Mother’s Day is approaching! Not only does Mother’s Day give us opportunities to show Mom how much she means to us, but it also gives our children fun learning opportunities. For children with autism, language and social challenges, it can be difficult to understand and express Mother’s Day concepts. We want to share a fun flower craft that will help your child show Mom they care, understand Mom a little more and increase many other language and fine motor skills.
First we will walk you through all the steps to create the craft and then we will give you lots of ideas on social language skills you can work on with your child.
-Chip and dip tray or small bowls/plates
1. Trace and cut out vase, stem and leaf shapes using different color construction papers. Feel free to use the template above or draw your own. Also cut out circles using your patterned paper for the middle of the cupcake liners.
2. Organize! Place paper flower parts, cupcake liners, buttons, pom poms, glitter and glue in different sections of the chip and dip tray.

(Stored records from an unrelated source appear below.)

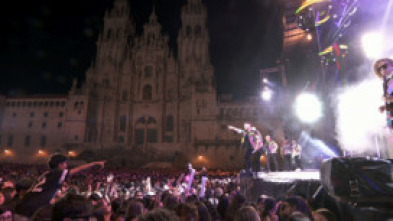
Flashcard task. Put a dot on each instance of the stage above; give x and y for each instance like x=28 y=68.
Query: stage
x=280 y=184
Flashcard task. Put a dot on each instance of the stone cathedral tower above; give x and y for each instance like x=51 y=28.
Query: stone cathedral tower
x=140 y=100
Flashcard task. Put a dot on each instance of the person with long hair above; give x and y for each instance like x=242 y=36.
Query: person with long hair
x=383 y=69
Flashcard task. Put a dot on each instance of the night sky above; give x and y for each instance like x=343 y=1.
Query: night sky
x=47 y=43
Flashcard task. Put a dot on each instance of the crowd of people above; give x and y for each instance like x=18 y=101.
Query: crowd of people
x=94 y=192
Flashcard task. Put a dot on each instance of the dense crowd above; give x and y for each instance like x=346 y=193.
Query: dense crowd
x=96 y=193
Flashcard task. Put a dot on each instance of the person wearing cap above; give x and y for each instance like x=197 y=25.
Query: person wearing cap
x=41 y=193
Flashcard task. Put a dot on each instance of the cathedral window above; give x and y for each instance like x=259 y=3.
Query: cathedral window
x=147 y=92
x=139 y=136
x=105 y=83
x=139 y=60
x=123 y=123
x=27 y=141
x=148 y=72
x=141 y=120
x=169 y=123
x=198 y=30
x=109 y=34
x=10 y=140
x=120 y=139
x=152 y=135
x=151 y=120
x=125 y=96
x=168 y=139
x=43 y=141
x=188 y=30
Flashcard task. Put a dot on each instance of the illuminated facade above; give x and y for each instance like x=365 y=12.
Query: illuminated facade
x=138 y=95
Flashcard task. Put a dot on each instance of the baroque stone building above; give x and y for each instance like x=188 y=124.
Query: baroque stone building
x=138 y=96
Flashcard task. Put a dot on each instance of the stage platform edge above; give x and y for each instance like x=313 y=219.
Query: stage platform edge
x=279 y=184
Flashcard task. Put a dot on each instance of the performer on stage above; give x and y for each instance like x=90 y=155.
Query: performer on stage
x=246 y=143
x=271 y=153
x=257 y=143
x=383 y=69
x=296 y=154
x=287 y=153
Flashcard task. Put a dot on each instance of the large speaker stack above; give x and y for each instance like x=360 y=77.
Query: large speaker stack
x=359 y=181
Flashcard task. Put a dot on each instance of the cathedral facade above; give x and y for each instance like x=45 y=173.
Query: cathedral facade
x=138 y=96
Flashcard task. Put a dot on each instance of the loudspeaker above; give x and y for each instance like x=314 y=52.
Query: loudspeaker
x=359 y=181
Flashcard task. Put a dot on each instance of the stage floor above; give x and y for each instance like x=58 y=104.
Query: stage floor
x=280 y=184
x=289 y=176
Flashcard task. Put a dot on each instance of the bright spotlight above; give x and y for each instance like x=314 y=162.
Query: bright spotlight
x=309 y=36
x=372 y=44
x=308 y=107
x=267 y=95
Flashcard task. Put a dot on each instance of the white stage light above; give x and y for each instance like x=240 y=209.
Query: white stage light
x=308 y=107
x=373 y=44
x=267 y=95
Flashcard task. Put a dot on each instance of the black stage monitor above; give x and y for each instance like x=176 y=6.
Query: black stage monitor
x=359 y=181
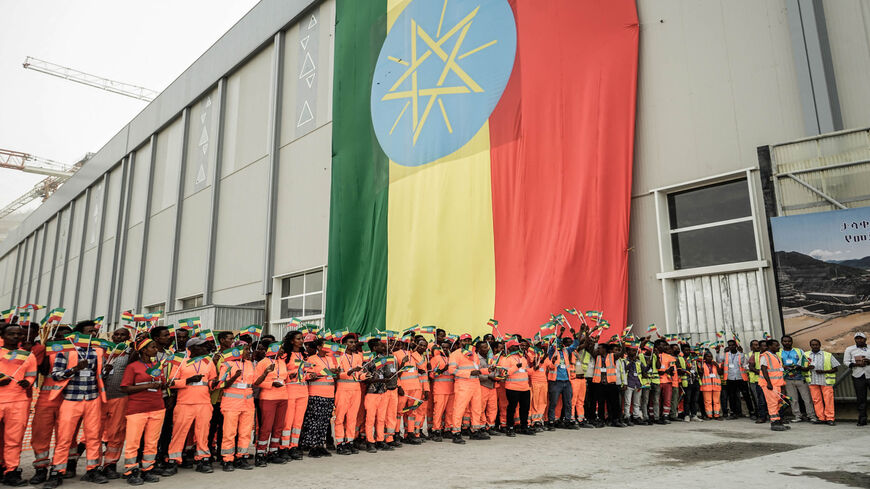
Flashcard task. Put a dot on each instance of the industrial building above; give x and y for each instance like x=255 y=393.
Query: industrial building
x=214 y=200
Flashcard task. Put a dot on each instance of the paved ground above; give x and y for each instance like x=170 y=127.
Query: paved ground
x=707 y=454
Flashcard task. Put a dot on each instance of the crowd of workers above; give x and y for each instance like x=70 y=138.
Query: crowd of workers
x=171 y=401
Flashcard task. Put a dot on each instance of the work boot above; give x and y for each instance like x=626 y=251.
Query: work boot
x=54 y=480
x=70 y=469
x=110 y=472
x=204 y=466
x=135 y=479
x=276 y=458
x=40 y=476
x=94 y=476
x=13 y=478
x=150 y=476
x=167 y=470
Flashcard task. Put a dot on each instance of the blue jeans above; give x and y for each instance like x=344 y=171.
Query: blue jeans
x=555 y=388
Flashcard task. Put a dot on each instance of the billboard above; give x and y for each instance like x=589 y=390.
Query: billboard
x=823 y=273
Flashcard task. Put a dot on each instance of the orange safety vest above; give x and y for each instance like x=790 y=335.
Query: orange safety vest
x=609 y=369
x=557 y=359
x=774 y=371
x=72 y=361
x=517 y=377
x=239 y=396
x=743 y=373
x=710 y=381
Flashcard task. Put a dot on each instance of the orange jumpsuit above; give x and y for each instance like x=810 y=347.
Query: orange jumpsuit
x=87 y=412
x=466 y=388
x=410 y=381
x=44 y=422
x=347 y=398
x=237 y=407
x=297 y=402
x=442 y=393
x=273 y=405
x=538 y=379
x=15 y=406
x=193 y=407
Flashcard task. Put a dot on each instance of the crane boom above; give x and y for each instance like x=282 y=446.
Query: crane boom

You can also use bowls and plates to organize and contain your materials if you do not have a chip and dip tray.
3. CREATE! Depending on your child’s skill level, you may need to provide them with a completed example of the craft for them to visually refer to while you work. First glue the flower stems. Then glue the vase. Third glue the cupcake liners. Next glue the paper circles inside the cupcake liners. Glue decorations on top of the paper circles inside the cupcake liners (buttons and pom poms). Then glue the leaves. Last create a Mother’s Day phrase on the top of the page using glue and then glitter.
Not only will your kids have fun making the craft, they can also work on many different language and Theory of Mind skills:
1. Making choices: You can work on them making choices within the activity with the various materials: “pink or blue”, “pom pom or button”, etc. Hold up two items so your child can see them and then say the phrase (“pink or blue”, “pom pom or button”) and let them make a choice. If they don’t immediately make a choice, give them time to process. If making the choice is still difficult, then make the choice for them and model the language.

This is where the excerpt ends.